Il tono di questo libro, appunto, è quello di un “poetico” che non coincide col “lirico”, se siamo disposti ad accettare che anche la lirica è genere, mentre il poetico è, in modo più complesso, lo sguardo che si pone limpidamente davanti alle cose e non le nasconde.  –  uno degli aspetti più interessanti che si potrebbe indagare a proposito di questa scrittura, è l’irrilevanza dell’apparto retorico “poetico” –.

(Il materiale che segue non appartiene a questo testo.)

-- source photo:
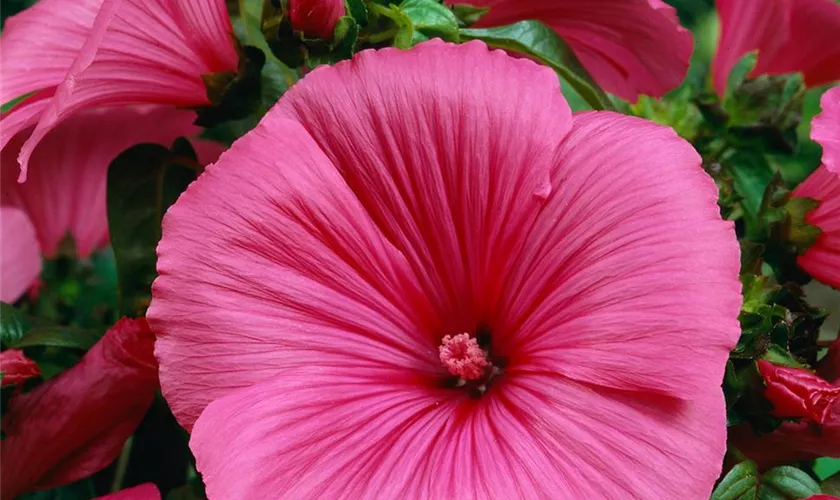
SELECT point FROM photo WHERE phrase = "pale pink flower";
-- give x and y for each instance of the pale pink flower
(791, 36)
(308, 280)
(16, 367)
(20, 258)
(146, 491)
(75, 424)
(76, 55)
(316, 18)
(630, 47)
(66, 191)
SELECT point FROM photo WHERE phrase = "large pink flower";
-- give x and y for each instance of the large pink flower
(74, 425)
(791, 36)
(77, 54)
(421, 277)
(66, 191)
(20, 258)
(630, 47)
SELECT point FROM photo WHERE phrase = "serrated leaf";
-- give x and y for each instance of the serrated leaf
(13, 325)
(431, 19)
(540, 42)
(740, 483)
(358, 11)
(142, 183)
(787, 483)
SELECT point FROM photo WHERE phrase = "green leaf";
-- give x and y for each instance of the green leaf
(431, 19)
(142, 183)
(60, 336)
(538, 41)
(740, 483)
(468, 14)
(13, 325)
(788, 483)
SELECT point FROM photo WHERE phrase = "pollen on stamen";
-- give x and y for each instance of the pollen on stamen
(462, 356)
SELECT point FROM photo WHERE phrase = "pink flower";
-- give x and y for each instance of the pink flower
(20, 259)
(316, 18)
(630, 47)
(308, 280)
(76, 55)
(825, 129)
(146, 491)
(75, 424)
(791, 36)
(822, 259)
(66, 191)
(796, 393)
(16, 367)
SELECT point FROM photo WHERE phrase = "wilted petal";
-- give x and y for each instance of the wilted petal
(101, 399)
(139, 52)
(630, 47)
(20, 257)
(66, 193)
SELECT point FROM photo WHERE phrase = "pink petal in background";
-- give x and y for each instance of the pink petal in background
(102, 399)
(20, 257)
(136, 52)
(66, 191)
(146, 491)
(791, 36)
(302, 296)
(630, 47)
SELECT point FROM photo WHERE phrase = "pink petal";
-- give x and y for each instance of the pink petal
(748, 25)
(628, 279)
(142, 52)
(66, 193)
(630, 47)
(822, 259)
(825, 129)
(102, 399)
(39, 45)
(345, 434)
(326, 255)
(790, 37)
(20, 258)
(16, 367)
(146, 491)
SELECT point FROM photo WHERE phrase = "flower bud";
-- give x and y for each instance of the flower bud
(316, 18)
(797, 393)
(16, 367)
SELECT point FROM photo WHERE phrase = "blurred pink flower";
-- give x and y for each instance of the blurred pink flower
(20, 258)
(822, 259)
(146, 491)
(66, 191)
(308, 279)
(316, 18)
(16, 367)
(630, 47)
(797, 393)
(80, 54)
(75, 424)
(791, 36)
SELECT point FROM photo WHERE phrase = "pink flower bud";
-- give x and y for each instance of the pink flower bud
(316, 18)
(797, 393)
(16, 367)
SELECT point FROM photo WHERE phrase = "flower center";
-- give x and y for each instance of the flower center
(463, 357)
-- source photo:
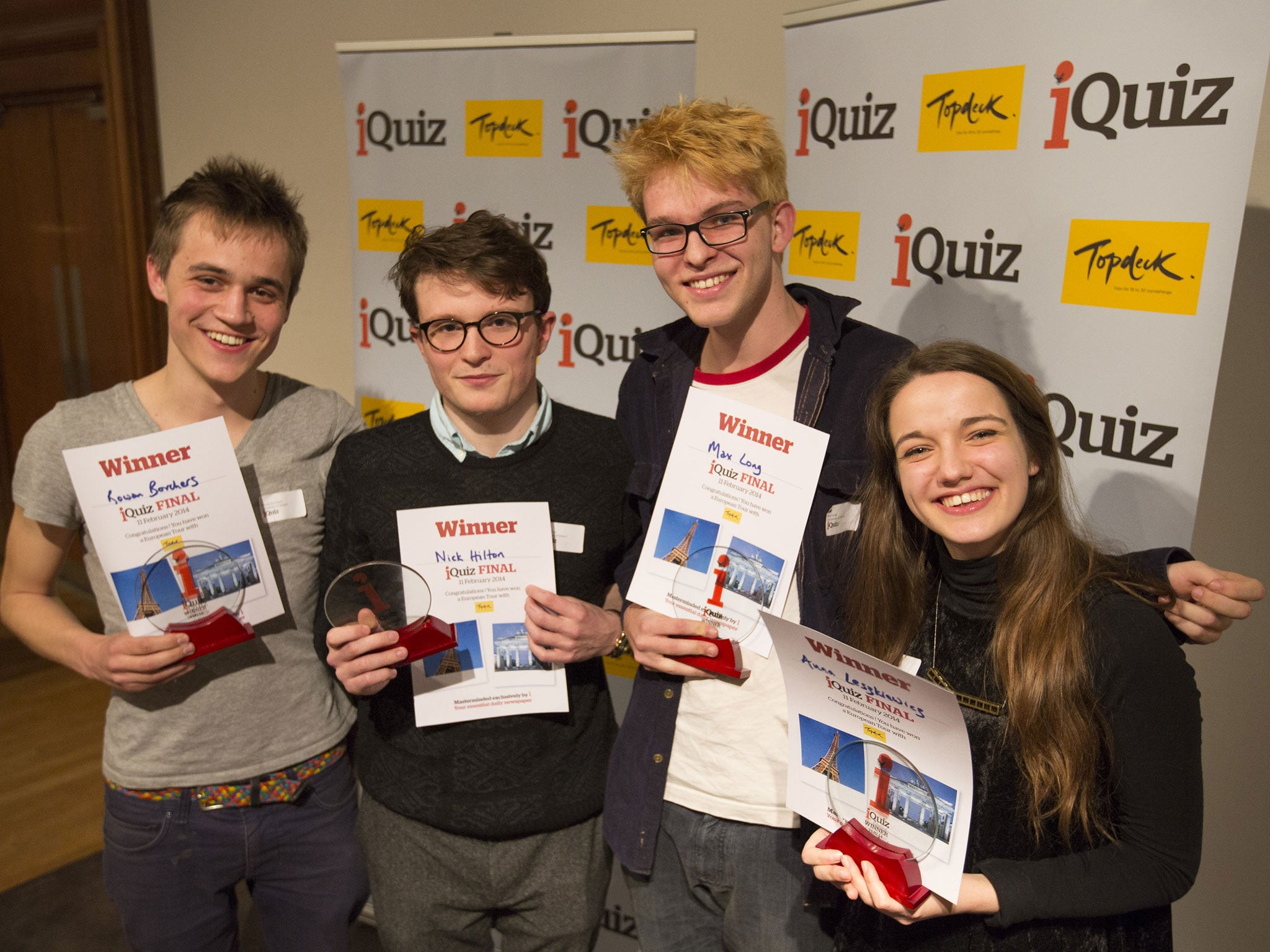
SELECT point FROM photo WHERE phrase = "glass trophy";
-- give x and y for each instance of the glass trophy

Il poetico, o il lirico, e a questo punto non si fa più alcuna differenza, proprio perché non si percepisce la giustapposizione retorica del PIROBUTIRRO GADDUS, lo leggiamo nello splendido finale in cui tutti i personaggi dell’infanzia vengono evocati come in un coro, e la nonna Angelina chiama il suo nipotino al viaggio, con parole che mi hanno commosso – si può ancora dire? – e che qui riporto per intero:

ULONA

Ma pian piano nel buio nelle case

si aprono porte e finestre

di luce e le persone si incontrano tutte per strada –

ecco lì il Cumén ombrellaio, il Canòn,

il Segiuné, il Ragnècu e il por Parö,

il Pepp e – oh gente chi

c’è! –  il pà Luigi,

la Maglia il Dazi e la Biaja il Chichinetu

e gli Stévan, ci sono tutti, e dal Bisbèrgual

scendono insieme alla ferrovia.

LA NONNA ANGELINA

Lascia pure a casa il tuo giubbetto, piccolo caro,

e anche i calzoni, le scarpe, tutti i vestiti,

vieni via così, che tanto dove

stiamo andando è un posto più lontano

e più freddo della Transiberiana,

o più caldo, non lo so, e se la strada è lunga,

e incontrerai per strada persone

che con sicumera e un sorriso

stitico ti diranno “Dio” oppure “Nulla” come

fosse una spiegazione –  la spiegazione

sono i loro modi, ma tu badaci

senza esagerare, che la tua lingua si muova

come la punta della fiamma che hai dentro,

che anche la mattina presto d’inverno

ci sono i fiori di gas dei fornelli accesi,

i girasoli blu che seguono il buio,

e perfino la ferrovia abbandonata

sembra una scala d’argento e d’oro

che muore via verso le smagliature del buio:

e ora guarda quella roncola arrugginita

lasciata al bordo della strada da un contadino,

sta lì calma come un punto di domanda;

e guarda la porta dell’imbianchino

che adesso è nera ma domani è blu

quando il sole la rivestirà di uno strato di luce,

come adesso in cielo e in mano c’è la luna

splendente come una maniglia di ottone.

ULONA

L’Olona e la sua gente hanno cantato le loro canzoni;

il resto domani, se salirà ancora il fiato del mondo.